Hyperparameter Optimization and Feature Selection Analysis on the XGBoost Model for Hepatitis C Infection Prediction

Authors

  • Nadia Martha Lefi Universitas Amikom Yogyakarta
  • Majid Rahardi Universitas Amikom Yogyakarta 

DOI:

https://doi.org/10.30871/jaic.v9i6.10876

Keywords:

Classification, Feature Selection, Hepatitis C, Hyperparameter Optimization, XGBoost

Abstract

Hepatitis C is a liver disease that can progress to chronic conditions such as cirrhosis and liver cancer. Early detection is essential and can be supported through machine learning approaches. This study analyzes the effect of feature selection and hyperparameter tuning on the performance of the XGBoost model in classifying hepatitis C infection. The dataset, obtained from Kaggle, contains laboratory test attributes.
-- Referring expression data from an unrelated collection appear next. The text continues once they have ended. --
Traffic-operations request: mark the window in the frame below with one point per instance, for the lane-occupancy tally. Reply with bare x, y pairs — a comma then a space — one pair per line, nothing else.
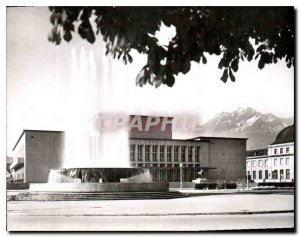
260, 174
162, 153
132, 152
140, 152
249, 175
281, 150
281, 174
254, 175
183, 148
169, 153
190, 154
275, 174
287, 174
266, 174
147, 153
154, 153
266, 162
176, 153
281, 161
197, 154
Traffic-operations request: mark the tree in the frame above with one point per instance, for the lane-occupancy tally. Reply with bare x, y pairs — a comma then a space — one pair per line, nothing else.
223, 31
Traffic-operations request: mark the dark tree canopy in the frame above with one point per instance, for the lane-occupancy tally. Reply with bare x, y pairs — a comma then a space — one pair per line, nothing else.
223, 31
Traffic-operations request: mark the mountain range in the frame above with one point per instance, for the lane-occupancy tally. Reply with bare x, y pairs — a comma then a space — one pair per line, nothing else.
260, 129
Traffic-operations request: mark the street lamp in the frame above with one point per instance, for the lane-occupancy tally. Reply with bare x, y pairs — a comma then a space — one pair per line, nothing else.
180, 175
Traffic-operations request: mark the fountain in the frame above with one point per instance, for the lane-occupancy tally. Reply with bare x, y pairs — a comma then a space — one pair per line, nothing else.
96, 161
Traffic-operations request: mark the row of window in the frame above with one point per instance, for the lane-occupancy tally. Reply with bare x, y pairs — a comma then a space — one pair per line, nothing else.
162, 153
265, 162
267, 175
287, 150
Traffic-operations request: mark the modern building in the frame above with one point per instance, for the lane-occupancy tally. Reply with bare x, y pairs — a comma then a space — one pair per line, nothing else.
275, 163
168, 159
218, 158
35, 153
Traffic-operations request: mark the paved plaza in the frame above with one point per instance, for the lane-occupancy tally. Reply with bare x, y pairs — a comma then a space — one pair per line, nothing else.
228, 211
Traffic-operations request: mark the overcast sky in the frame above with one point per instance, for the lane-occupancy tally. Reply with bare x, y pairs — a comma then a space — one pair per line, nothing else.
41, 75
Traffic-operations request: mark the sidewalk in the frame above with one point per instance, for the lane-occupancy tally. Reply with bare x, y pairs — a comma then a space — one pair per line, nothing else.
194, 205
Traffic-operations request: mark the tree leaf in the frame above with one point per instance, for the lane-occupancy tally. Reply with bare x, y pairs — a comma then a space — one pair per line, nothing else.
235, 65
232, 77
170, 80
225, 75
204, 60
129, 58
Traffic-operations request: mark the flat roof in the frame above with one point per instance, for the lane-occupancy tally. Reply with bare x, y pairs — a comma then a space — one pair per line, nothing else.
164, 139
204, 137
29, 130
261, 149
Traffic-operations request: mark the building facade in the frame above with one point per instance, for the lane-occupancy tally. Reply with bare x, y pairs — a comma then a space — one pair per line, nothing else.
35, 153
275, 163
169, 160
217, 158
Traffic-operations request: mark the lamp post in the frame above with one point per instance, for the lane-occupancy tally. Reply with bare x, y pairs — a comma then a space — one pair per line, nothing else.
180, 175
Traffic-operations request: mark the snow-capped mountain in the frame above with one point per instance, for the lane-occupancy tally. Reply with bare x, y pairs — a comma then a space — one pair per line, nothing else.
260, 129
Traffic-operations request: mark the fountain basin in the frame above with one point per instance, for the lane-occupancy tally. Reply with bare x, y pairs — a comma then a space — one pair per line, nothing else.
99, 187
99, 175
95, 180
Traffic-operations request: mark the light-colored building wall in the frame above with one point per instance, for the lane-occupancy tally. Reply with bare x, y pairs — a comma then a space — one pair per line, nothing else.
280, 164
169, 161
228, 156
The preprocessing stage involved handling missing values, encoding categorical variables, removing outlier classes, and normalizing data using StandardScaler. After stratified splitting, the training set was balanced using the SMOTE technique. Feature selection was carried out using the ANOVA F-score method, and hyperparameter tuning was performed using GridSearchCV. Three model scenarios were compared: baseline, with feature selection, and with combined feature selection and hyperparameter tuning. The evaluation results showed that the third model achieved the best performance with 96% accuracy, 79% precision, 81% recall, and a 78% F1-score, despite a slight decrease in the ROC AUC value. This approach has proven effective in improving model performance and is relevant for supporting more accurate hepatitis C diagnosis systems.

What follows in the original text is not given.